February 26, 1997

Testing may give F-5E

longer lease on life

By Jennifer O'Connor


Testing under way on a Northrop F-5E "Tiger II" aircraft hopes to indicate that the airframe's projected service life can be increased.

Last year, VFC-13 sent the F-5E to the Naval Air Warfare Center Aircraft Division (NAWCAD) for flight tests to help increase the airframe's projected service life. VFC-13 is one of two squadrons which maintains F-5E/F aircraft for use in the adversary training program.

When an aircraft rolls off the production line, it's expected to be in service for a certain number of flight hours, which constitutes the "fatigue life" of the airframe. This fatigue life projection assumes a certain usage pattern for the aircraft, in terms of the type and quantity of maneuvers it performs while in service. The Naval Air Systems Command (NavAir) keeps track of the usage pattern of the planes, and that information is used to determine how quickly the airframe fatigue life is being expended.

Recently, the algorithms used by NavAir to monitor F-5 fatigue life expended (FLE) were updated. The new algorithms were used with recent analytical loads data from Northrop to calculate the fatigue life remaining to the fleet of F-5 aircraft, which unfortunately resulted in a significant life reduction from what had previously been expected.

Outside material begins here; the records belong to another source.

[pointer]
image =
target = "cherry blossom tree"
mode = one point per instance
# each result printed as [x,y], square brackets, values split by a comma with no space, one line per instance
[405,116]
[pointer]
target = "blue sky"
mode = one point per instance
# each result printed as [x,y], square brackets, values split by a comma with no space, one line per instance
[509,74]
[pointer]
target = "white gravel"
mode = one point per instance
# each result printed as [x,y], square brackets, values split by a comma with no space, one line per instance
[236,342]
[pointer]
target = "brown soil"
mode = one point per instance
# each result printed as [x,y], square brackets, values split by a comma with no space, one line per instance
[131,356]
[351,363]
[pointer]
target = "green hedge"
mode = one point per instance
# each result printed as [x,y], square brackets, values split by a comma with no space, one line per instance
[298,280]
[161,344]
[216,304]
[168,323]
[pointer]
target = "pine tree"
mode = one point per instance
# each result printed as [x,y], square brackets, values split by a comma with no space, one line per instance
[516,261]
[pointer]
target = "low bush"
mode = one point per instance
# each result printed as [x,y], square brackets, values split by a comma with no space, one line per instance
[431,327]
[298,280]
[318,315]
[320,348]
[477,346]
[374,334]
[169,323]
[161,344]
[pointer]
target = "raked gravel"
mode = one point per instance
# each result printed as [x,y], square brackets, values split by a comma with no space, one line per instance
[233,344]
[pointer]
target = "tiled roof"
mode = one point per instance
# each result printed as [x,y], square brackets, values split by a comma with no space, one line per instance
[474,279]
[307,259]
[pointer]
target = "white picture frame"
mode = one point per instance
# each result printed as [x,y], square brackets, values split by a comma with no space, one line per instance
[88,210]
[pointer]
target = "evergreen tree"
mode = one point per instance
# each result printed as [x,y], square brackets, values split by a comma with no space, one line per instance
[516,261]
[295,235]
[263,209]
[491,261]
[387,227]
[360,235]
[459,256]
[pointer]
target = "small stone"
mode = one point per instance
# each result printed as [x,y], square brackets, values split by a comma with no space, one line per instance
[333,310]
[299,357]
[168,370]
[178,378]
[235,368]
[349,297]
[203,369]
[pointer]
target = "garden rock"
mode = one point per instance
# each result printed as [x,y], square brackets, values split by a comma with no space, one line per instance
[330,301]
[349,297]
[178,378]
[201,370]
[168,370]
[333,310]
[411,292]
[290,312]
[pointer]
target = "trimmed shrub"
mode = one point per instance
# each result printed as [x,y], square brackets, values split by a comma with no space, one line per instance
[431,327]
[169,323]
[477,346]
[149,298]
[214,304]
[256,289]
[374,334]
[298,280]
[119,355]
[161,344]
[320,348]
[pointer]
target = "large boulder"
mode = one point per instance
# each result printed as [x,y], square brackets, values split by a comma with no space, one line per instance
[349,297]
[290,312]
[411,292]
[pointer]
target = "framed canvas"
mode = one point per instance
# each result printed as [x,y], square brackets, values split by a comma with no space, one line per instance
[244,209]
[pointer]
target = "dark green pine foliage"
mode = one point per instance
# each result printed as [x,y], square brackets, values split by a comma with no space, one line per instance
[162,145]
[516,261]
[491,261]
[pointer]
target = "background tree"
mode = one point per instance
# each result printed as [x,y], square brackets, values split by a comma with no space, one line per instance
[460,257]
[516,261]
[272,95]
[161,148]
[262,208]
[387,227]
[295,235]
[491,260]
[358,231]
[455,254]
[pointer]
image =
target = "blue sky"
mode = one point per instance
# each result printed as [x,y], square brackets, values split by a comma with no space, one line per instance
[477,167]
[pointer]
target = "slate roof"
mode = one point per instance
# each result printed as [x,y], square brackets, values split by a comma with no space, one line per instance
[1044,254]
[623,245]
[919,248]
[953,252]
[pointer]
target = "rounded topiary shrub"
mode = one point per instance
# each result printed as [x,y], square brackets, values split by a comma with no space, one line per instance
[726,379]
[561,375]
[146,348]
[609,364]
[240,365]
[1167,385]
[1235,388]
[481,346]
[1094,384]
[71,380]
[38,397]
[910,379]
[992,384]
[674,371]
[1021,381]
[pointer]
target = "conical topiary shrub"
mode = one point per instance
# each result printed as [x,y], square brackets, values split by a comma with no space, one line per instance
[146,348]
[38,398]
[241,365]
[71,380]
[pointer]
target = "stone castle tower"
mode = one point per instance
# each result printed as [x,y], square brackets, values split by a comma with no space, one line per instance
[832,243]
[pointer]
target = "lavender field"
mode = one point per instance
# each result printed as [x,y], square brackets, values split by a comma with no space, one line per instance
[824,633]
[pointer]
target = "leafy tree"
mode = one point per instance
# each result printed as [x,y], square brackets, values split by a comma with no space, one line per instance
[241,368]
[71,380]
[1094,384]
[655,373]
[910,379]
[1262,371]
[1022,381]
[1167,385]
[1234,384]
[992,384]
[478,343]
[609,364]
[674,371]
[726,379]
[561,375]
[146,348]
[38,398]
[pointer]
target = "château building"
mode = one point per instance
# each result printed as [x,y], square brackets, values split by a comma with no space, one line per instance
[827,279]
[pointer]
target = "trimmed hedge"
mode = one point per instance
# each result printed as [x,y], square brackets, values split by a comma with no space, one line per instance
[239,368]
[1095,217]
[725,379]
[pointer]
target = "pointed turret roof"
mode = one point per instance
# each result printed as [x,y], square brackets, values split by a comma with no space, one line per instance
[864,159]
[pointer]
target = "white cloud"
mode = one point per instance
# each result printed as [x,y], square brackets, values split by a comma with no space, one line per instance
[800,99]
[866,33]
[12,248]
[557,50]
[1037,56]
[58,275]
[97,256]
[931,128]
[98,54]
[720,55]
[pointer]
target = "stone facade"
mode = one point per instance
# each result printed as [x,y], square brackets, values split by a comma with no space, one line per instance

It is hoped that the "real-life" data collected in this test program will demonstrate that the numbers used in the FLE calculation were overly conservative, and the test data can be used with the new FLE algorithm to provide some additional life for the F-5 fleet.

The test airplane arrived at Naval Air Station Patuxent River right after Labor Day, and was promptly moved to Hangar 101 to be instrumented by the Test Article Preparation Department. Dick Labare headed up the instrumentation effort, which was no simple task because the airplane was not a test asset in its full-time job, so it had to be instrumented from scratch. Several strain gauges were installed on internal structural members, and complete signal conditioning and telemetry encoding systems were added. Pilot's hot mike was included in the telemetry package to allow easy communication with engineers at the Real-Time Telemetry Processing System (RTPS) ground station. The instrumentation effort was completed in mid-December.

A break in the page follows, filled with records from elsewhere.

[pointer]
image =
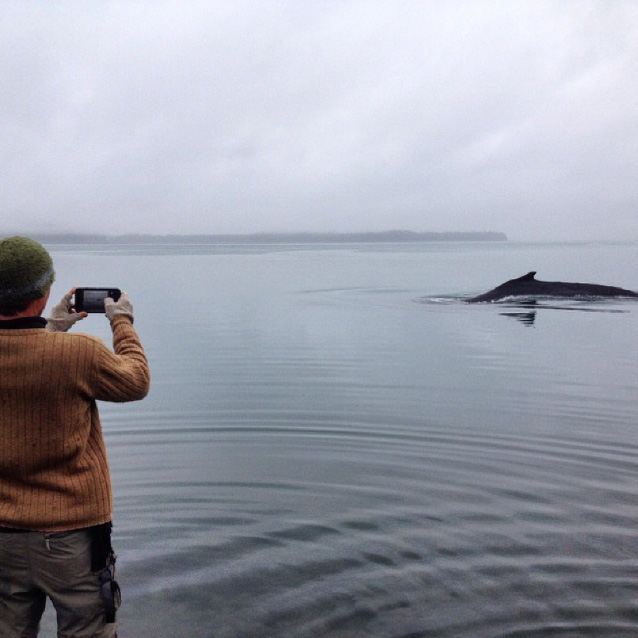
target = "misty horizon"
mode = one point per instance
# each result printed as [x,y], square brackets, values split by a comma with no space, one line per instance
[207,117]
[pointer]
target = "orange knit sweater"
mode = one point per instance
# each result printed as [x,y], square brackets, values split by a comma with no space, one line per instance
[54,473]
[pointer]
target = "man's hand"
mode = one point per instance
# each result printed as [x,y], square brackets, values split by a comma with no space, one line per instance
[63,315]
[121,307]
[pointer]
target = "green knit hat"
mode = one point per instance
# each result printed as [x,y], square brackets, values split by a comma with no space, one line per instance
[26,270]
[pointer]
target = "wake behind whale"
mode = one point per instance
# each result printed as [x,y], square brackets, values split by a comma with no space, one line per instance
[530,287]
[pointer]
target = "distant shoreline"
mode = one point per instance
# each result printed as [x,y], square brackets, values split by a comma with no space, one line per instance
[391,236]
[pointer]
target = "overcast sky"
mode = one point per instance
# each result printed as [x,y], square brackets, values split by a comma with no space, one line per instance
[237,116]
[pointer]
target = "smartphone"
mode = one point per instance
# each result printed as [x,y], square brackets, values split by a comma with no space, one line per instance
[92,299]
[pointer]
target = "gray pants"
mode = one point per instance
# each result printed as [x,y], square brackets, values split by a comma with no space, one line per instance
[34,566]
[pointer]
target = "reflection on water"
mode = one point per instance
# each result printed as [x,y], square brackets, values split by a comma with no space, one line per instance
[322,456]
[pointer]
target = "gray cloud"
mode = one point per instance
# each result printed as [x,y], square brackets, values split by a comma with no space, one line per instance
[219,116]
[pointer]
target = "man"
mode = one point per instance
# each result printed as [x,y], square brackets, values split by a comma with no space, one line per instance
[55,487]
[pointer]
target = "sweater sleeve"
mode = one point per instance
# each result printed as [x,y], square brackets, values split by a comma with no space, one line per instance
[122,375]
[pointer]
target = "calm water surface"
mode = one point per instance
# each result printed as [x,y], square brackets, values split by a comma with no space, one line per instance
[335,445]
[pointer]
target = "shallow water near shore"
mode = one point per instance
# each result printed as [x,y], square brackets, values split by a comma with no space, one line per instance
[335,445]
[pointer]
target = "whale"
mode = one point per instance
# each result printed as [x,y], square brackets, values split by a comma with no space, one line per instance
[529,287]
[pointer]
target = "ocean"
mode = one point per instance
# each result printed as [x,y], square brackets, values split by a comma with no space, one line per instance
[335,445]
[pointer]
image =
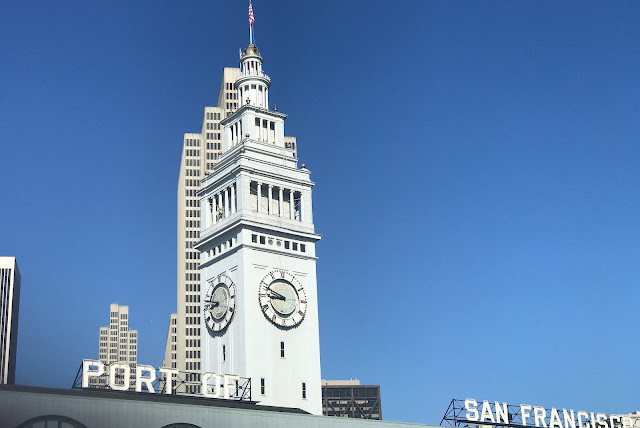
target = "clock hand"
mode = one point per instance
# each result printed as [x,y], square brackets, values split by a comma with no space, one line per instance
[279,296]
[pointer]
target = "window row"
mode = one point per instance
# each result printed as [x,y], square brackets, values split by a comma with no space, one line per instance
[192,343]
[275,200]
[193,309]
[192,277]
[280,243]
[220,205]
[192,354]
[193,287]
[192,298]
[192,331]
[193,366]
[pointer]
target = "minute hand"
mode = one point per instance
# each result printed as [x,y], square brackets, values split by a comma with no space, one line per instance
[277,295]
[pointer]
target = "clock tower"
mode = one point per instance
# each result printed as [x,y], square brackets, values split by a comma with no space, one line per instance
[259,313]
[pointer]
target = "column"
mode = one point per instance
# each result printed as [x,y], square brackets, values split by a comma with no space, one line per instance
[259,194]
[291,204]
[301,210]
[233,198]
[209,212]
[226,202]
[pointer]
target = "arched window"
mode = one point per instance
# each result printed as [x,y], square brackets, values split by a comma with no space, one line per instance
[179,425]
[56,421]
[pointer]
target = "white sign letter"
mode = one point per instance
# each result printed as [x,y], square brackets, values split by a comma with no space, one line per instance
[227,383]
[215,392]
[487,414]
[88,372]
[502,413]
[580,422]
[168,379]
[125,376]
[472,413]
[539,413]
[144,379]
[554,419]
[524,411]
[569,419]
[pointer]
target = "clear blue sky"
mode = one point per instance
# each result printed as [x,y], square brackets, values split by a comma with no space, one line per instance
[477,184]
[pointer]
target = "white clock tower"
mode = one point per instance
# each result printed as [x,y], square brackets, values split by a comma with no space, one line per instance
[259,315]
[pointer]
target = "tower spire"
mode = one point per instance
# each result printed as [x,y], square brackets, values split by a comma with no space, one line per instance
[251,21]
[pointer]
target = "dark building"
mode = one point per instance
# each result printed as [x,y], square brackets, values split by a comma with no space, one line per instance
[349,399]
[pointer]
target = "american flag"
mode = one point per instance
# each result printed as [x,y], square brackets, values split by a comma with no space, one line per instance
[251,18]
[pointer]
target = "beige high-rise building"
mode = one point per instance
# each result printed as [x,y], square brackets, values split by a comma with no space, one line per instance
[117,344]
[199,154]
[9,305]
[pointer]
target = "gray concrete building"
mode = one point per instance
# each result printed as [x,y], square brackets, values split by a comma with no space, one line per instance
[27,407]
[9,308]
[117,343]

Two Navy test pilots were assigned to the project. Lt. Cmdr. Joe "Spanky" Capstaff from Naval Strike Aircraft Test Squadron (Strike) was the project officer, and Lt. Cmdr. Darryl "Spike" Long (Senior Fixed Wing instructor, U.S. Naval Test Pilot School) was a project pilot. Long also served as test pilot school liaison for the project team, an important job since the aircraft was being hosted by test pilot school during its stay at Pax.

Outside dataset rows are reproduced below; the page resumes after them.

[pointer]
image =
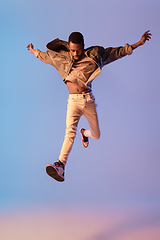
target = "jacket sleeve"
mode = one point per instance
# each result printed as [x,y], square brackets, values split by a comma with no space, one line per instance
[111,54]
[43,56]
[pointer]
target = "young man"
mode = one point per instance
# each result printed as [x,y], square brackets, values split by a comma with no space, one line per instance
[78,68]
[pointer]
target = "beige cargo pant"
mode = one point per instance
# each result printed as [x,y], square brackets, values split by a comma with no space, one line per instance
[78,105]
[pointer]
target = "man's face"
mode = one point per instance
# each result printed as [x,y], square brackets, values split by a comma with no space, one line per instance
[76,50]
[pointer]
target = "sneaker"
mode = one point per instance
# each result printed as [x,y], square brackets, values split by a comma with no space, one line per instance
[85,140]
[56,171]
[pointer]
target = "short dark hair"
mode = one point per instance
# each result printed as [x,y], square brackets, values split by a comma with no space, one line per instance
[76,37]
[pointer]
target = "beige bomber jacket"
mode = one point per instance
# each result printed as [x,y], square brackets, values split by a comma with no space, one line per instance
[63,63]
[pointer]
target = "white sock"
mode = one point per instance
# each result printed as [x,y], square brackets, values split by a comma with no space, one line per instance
[87,133]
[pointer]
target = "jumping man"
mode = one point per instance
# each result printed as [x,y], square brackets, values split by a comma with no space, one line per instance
[78,67]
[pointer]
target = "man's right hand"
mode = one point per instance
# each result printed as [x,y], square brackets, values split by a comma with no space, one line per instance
[31,48]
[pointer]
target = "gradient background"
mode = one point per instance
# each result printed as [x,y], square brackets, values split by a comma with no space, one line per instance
[112,189]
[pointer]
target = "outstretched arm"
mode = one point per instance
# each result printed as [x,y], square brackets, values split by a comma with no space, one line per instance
[31,48]
[146,36]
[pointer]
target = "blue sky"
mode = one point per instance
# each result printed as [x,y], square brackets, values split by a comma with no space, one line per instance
[122,168]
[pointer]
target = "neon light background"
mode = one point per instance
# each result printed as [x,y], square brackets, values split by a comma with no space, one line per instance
[121,170]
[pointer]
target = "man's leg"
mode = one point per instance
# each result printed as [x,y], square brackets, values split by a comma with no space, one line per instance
[90,113]
[73,116]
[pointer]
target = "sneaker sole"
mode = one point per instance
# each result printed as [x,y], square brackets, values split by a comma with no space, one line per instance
[53,173]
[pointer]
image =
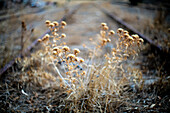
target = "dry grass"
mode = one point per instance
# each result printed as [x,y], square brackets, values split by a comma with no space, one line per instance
[67,80]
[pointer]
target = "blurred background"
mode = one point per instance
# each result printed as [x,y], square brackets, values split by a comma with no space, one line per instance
[150,17]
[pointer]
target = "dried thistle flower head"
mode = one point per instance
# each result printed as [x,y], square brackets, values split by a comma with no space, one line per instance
[104,41]
[83,73]
[81,60]
[71,56]
[39,40]
[130,38]
[105,27]
[55,53]
[47,22]
[111,32]
[63,23]
[66,48]
[135,36]
[63,35]
[126,35]
[125,32]
[46,37]
[108,40]
[76,51]
[103,24]
[141,40]
[56,49]
[120,30]
[56,23]
[76,59]
[51,25]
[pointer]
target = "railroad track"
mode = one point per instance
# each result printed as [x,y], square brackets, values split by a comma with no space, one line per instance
[29,49]
[69,14]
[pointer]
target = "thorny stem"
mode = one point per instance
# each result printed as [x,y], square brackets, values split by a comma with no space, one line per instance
[61,75]
[90,68]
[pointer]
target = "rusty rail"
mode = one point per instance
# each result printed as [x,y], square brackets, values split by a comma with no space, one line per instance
[12,62]
[129,27]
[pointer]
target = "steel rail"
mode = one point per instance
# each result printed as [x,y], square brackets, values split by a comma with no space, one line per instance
[129,27]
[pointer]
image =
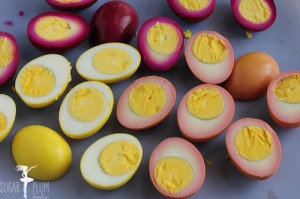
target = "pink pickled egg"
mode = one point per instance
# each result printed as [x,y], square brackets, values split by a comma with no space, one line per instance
[253,147]
[209,56]
[179,163]
[160,42]
[204,112]
[146,102]
[57,31]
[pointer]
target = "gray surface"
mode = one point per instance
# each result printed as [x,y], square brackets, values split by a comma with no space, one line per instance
[222,180]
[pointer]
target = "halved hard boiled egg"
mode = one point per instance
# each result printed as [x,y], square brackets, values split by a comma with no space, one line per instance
[209,56]
[177,168]
[146,102]
[253,147]
[204,112]
[85,109]
[283,97]
[7,115]
[43,80]
[109,62]
[111,161]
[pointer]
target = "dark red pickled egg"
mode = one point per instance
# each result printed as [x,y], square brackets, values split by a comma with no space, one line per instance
[283,97]
[192,9]
[204,112]
[254,148]
[146,102]
[160,42]
[209,56]
[9,57]
[57,31]
[176,168]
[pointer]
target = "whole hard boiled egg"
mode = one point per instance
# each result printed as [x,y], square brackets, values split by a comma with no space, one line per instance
[254,148]
[204,112]
[43,80]
[111,161]
[85,109]
[176,168]
[109,62]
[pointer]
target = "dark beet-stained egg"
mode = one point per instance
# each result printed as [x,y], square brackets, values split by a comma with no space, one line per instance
[193,10]
[204,112]
[160,42]
[146,102]
[9,57]
[209,56]
[57,31]
[283,97]
[253,147]
[176,168]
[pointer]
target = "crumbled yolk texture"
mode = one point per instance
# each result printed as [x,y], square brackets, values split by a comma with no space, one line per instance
[253,143]
[112,61]
[53,28]
[162,38]
[194,5]
[6,51]
[254,11]
[209,49]
[86,104]
[205,103]
[173,174]
[119,157]
[36,81]
[288,89]
[147,99]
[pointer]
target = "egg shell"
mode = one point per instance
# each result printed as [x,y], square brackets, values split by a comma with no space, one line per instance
[152,59]
[284,114]
[178,147]
[130,119]
[203,130]
[80,31]
[259,169]
[7,72]
[209,73]
[93,173]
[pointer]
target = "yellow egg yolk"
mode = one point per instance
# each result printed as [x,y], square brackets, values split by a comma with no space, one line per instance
[209,49]
[173,174]
[119,157]
[112,61]
[194,5]
[36,81]
[162,38]
[6,51]
[288,89]
[254,11]
[86,104]
[53,28]
[147,99]
[205,103]
[253,143]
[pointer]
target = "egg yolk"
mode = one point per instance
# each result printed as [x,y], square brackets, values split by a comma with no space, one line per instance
[288,89]
[173,174]
[6,51]
[254,11]
[112,61]
[119,157]
[86,104]
[209,49]
[53,28]
[205,103]
[253,143]
[36,81]
[147,99]
[162,38]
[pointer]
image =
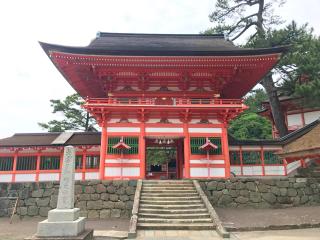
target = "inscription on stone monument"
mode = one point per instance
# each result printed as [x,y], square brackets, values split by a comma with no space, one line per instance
[66,189]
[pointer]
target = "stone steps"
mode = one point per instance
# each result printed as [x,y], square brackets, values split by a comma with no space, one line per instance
[170,202]
[176,226]
[175,220]
[165,194]
[169,198]
[173,215]
[172,205]
[164,188]
[173,211]
[168,191]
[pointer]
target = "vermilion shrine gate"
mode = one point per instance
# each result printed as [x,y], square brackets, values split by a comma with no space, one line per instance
[162,91]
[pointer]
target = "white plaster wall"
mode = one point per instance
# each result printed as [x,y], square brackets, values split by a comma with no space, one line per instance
[171,120]
[251,148]
[198,172]
[78,176]
[292,166]
[309,117]
[236,170]
[205,130]
[25,177]
[131,172]
[112,171]
[274,170]
[163,130]
[217,172]
[234,148]
[122,161]
[252,170]
[294,120]
[197,120]
[5,177]
[206,161]
[92,175]
[123,129]
[48,176]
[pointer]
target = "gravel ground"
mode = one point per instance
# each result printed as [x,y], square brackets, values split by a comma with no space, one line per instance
[259,219]
[26,227]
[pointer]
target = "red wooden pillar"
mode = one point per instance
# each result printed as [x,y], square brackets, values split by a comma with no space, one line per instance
[225,150]
[262,161]
[142,150]
[38,166]
[61,163]
[15,159]
[285,163]
[103,150]
[186,150]
[84,158]
[241,161]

Both officers went to NAS Fallon at the end of December to receive F-5 flight training from VFC-13 squadron pilots. Once the pilots returned to Pax, NATOPS quals in hand, the project was ready to get under way.

The first test flight took place on Jan. 27. It proved to be an eye-opener for the test team because the aircraft was much more fuel efficient than was originally anticipated. This allowed the project to be completed in just 10 flights, all of which took place during the week of Jan. 27.

Test points consisted mainly of high positive and negative-g maneuvers which were designed to stress the appropriate internal structural members. Test instrumentation worked superbly throughout, and all the necessary data were collected.

Engineers supporting the flight tests were Jennifer O'Connor, lead project engineer; Lisa Oswald, Bob Bunton, Amy Perusse and Mary Botting, all from T&E Engineering; and Phil Conjelko from Air Vehicle Engineering.

The question everyone is asking now is "Will the newly measured strain data provide some additional fatigue life for the fleet?" The answer: "We don't know yet." Structural engineers from Air Vehicle Engineering are working with the data, but there is a lot of number crunching still to be done.

If the answer turns out to be "yes," the fleet may be able to keep the F-5 in service for several years to come. That would be great news for proponents of dissimilar aircraft combat training, as well as for all the pilots who enjoy flying and fighting these feisty airplanes.